Although JIS provides no specific standard for mold steel for plastic injection molding, special steel suppliers made such standard available for our application. Referring to such references select appropriate steel material to be mirror polished for transparent resin molding. Improved materials are often processed by special smelting processing such as vacuum process which brings about homogeneous and dense grain structure with minimum segregation and pin holes so as to assure a mold to satisfy with precise transcription capability. 13Cr stainless steel for such purpose is normally made by vacuum process to suit precision mirror polishing.

2-1-3-2-4 Thin products

Steel material for thin core or fine core is required to be with high rigidity and high toughness, particularly when injection is made from one side only. For such application, Maraging steel to include 18% Ni is recommended.

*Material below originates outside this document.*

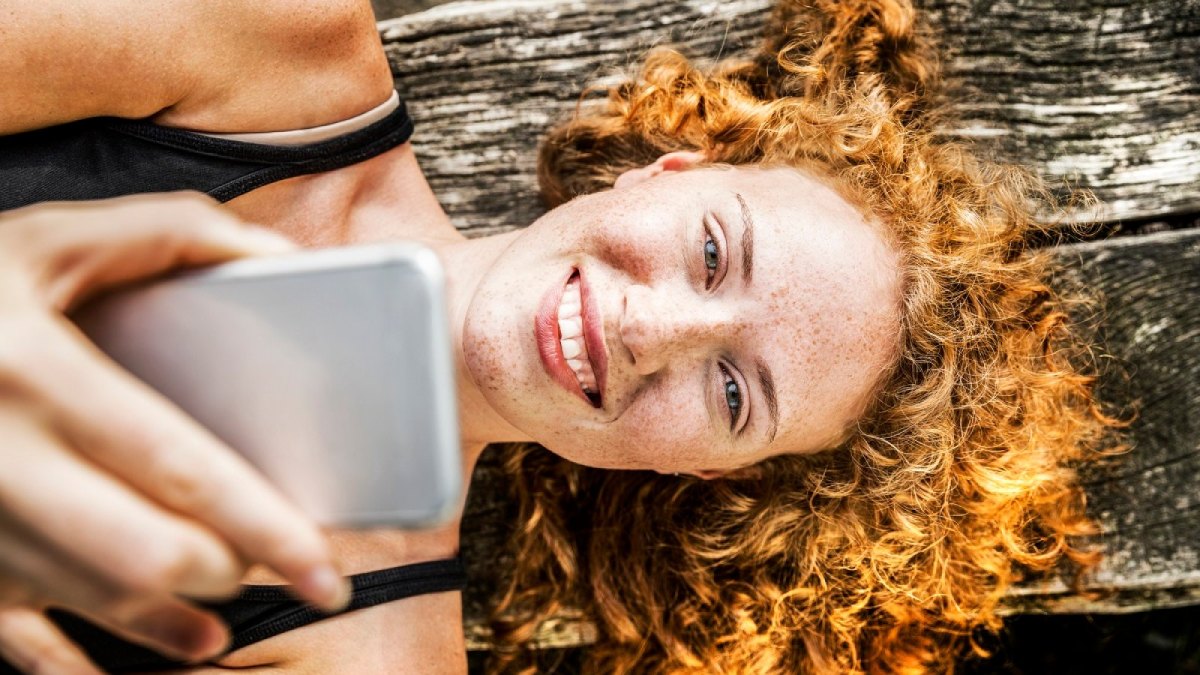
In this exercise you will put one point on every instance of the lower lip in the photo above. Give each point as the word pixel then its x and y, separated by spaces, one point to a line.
pixel 545 329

Maraging steel is supplied as solution treated condition and is to be hardened to 53HRC through age hardening. This material is often used for thin wall core, mirror polished core, and ejector pin with thin wall or small diameter.

2-1-4 Other mold materials

As explained so far, steel material is most balanced in properties as mold material. Thus it is widely used. Other materials than steel are being introduced for particular applications.

2-1-4-1 Aluminum alloy

Mold for extremely small production volume is not necessary is of steel material. Mold made of aluminum alloy can stand for 20,000~30,000 shots. You may extend the life even more by hardening the mold surface with alumite processing. But be aware that aluminum alloy is always subject to damage on its surface because of soft material by nature.

Benefits gained from this material must be low cost, short delivery and improved cycle time due to high thermal conductivity.

2-1-4-2 Copper Alloys

Beryllium copper (BeCu) is a typical copper alloy used for copper alloy mold for plastic molding. This material can be improved in abrasion resistance through age hardening.

Advantage of copper alloy is its high thermal conductivity, while disadvantage must be its high cost. Therefore copper alloy is used for inserts to remove heat from hot spots.